Waaaaaaaaaaaaaaay back in the 80's, when I was living in northern California and teaching the western esoteric tradition, a friend had a student named Gus. Gus kept saying that he wanted to "learn to make heads fall off." My friend, Don Frew, had many wonderous stories about things he had seen or been party to, and Gus was hell-bent on learning to see and do the same. I was always jealous, because I'd never seen or otherwise witnessed anything that I could not rationally explain.

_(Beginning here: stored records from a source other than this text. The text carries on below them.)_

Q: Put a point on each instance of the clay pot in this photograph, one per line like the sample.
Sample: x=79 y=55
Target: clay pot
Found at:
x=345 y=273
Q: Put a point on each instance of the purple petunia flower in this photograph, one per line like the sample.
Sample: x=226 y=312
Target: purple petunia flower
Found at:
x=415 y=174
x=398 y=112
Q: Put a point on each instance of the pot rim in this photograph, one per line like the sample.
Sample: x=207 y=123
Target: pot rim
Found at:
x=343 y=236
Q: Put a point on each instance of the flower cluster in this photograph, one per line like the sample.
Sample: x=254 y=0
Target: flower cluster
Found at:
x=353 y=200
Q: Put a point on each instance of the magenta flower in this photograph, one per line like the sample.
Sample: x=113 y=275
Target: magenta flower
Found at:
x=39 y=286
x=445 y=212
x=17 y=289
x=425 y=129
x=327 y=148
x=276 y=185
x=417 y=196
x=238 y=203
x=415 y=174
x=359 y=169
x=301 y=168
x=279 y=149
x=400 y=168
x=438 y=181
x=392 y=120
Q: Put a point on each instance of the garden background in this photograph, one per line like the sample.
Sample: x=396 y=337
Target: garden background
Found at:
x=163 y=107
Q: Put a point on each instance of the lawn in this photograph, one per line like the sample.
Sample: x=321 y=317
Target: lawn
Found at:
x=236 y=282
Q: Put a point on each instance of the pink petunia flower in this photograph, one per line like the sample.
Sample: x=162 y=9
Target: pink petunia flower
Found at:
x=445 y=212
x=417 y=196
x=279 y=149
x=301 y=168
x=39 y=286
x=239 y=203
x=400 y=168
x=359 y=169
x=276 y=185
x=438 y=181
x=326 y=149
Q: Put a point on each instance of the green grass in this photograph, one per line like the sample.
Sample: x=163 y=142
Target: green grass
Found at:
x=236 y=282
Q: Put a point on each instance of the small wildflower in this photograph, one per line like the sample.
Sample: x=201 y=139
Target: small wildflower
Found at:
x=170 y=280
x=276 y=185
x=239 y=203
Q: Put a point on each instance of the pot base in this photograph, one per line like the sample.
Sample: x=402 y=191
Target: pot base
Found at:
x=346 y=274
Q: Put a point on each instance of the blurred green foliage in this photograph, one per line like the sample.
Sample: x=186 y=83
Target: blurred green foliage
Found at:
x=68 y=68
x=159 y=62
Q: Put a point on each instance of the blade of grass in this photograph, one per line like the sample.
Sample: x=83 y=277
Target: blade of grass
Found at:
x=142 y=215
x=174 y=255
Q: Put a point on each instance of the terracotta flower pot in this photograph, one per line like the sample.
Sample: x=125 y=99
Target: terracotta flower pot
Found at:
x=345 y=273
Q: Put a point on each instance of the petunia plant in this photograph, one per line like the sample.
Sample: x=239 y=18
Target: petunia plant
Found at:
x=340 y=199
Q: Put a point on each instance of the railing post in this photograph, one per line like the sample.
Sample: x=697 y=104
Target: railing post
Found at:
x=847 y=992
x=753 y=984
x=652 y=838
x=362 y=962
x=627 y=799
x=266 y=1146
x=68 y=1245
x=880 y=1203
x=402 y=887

These occasions seem, from my reading, to be fairly common in Tibetan Buddhism. Here's a typical description, from Portraits of Tibetan Buddhist Masters by Don Farber:
"That same year in Los Angeles I had a profound experience during an empowerment called the 'Black Crown Ceremony' given by His Holiness the Sixteenth Karmapa. As I stood in the crowd inside the Shrine Auditorium, I watched the Karmapa as he sat on a throne, a black hat on his head and his hand on top of the hat. To the sound of Tibetan horns and gongs, he slowly lifted the hat up above his head. Suddenly, he appeared to become transparent, while his clothes and the hat remained opaque. He appeared this way for nearly a minute, until he placed the hat back on his head" (p. 1).
I'm still waiting to witness the unexplainable, but just today I had an AHA! experience about why in all my spiritual wanderings this has never occurred. It is from something written by Lama Thubten Yeshe, the guru of my guru, in his book Becoming Vajrasattva. He is speaking in the context of initiations and empowerments, but I think the idea can be generalized to other circumstances in which some witnesses have experiences of mystery and others do not:
"Receiving initiations has more to do with your own level of development than with the qualities of the guru. You don't receive an initiation just because the guru is special -- in fact, it's the other way around. You receive initiation because of your own qualities. Due to your mind's capacity to attain higher states, during an initiation it can somehow meet, or merge with, the guru's mind, such that you both experience the same thing. That sort of experience can really be called receiving an initiation" (p. 187).
(This also explains why, during my many years of involvement in Western esotericism, I seemed to be able to bestow experiences I had never had myself.)
If anything, I am now more a scientist than I was twenty-five years ago. Because of my naive embarrassments of the past, as an extremely credulous youth, I am deeply fearful of being deceived by appearances. (Whether that's good or bad can be debated.) With the many tales of wonder that surround the practices of Tibetan Buddhism, the future could get very interesting.